I only shoot B&W, but honestly, anyone who is at all serious about this should be developing their own film anyway. Same w/ printing it. Darkroom work is really easy once you get it all set up, and if you do your own developing, you can customize your workflow 100 times better than another lab could ever do. The cost is almost nothing too. No, I would much rather my money go into buying film than paying someone else to do what I can do much better anyway. I cannot imagine that shooting colour would be that much more difficult to learn, even given the requirements to work in darkness, keep your temps exact, etc. It ain't exactly rocket science, it just SEEMS that way at first. If I can learn to do it, anyone can.
This is something everyone really needs to learn because if I know what film I am going to shoot, with what developer (and how I want to develop it with that developer), and with what subject and lighting, that will tell me a lot about how I want to print it. Knowing that, I can better understand what type of paper to print it on, whether or not it would be better to tone it, go w/ a lith print, and so many other things. The more you understand the process, the better your photos will be. And I don't even have a dedicated darkroom! Been printing up to 16x20 w/ fiber paper in a tiny bathroom and a bedroom for years. Used to block out all the windows, stuff towels around door frames, all that.

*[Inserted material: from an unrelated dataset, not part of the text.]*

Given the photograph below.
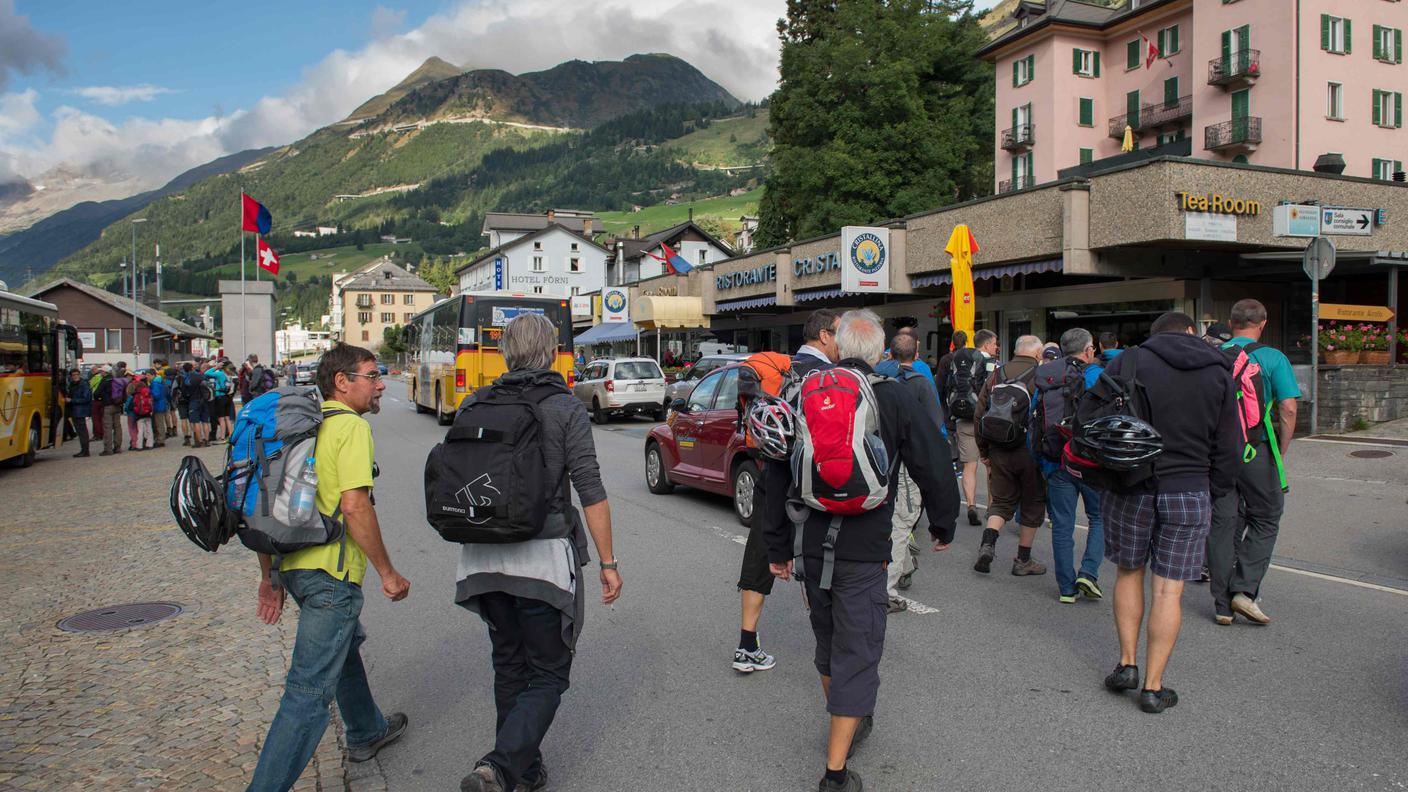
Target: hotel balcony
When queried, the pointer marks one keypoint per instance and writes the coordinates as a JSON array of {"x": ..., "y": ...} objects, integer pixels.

Now I just wait till it gets dark. I may be older and slower, but after a while you learn a little something :]
Tucson may be a largish city (although it never felt like more than an extravagantly sprawled out small town when we lived there), but we are talking about an imaging process that is well over 100 years old, and has largely (and poorly) been replaced by digital. New York is a really big place, but you won't find many people painting frescoes or printing lithographs there anymore either.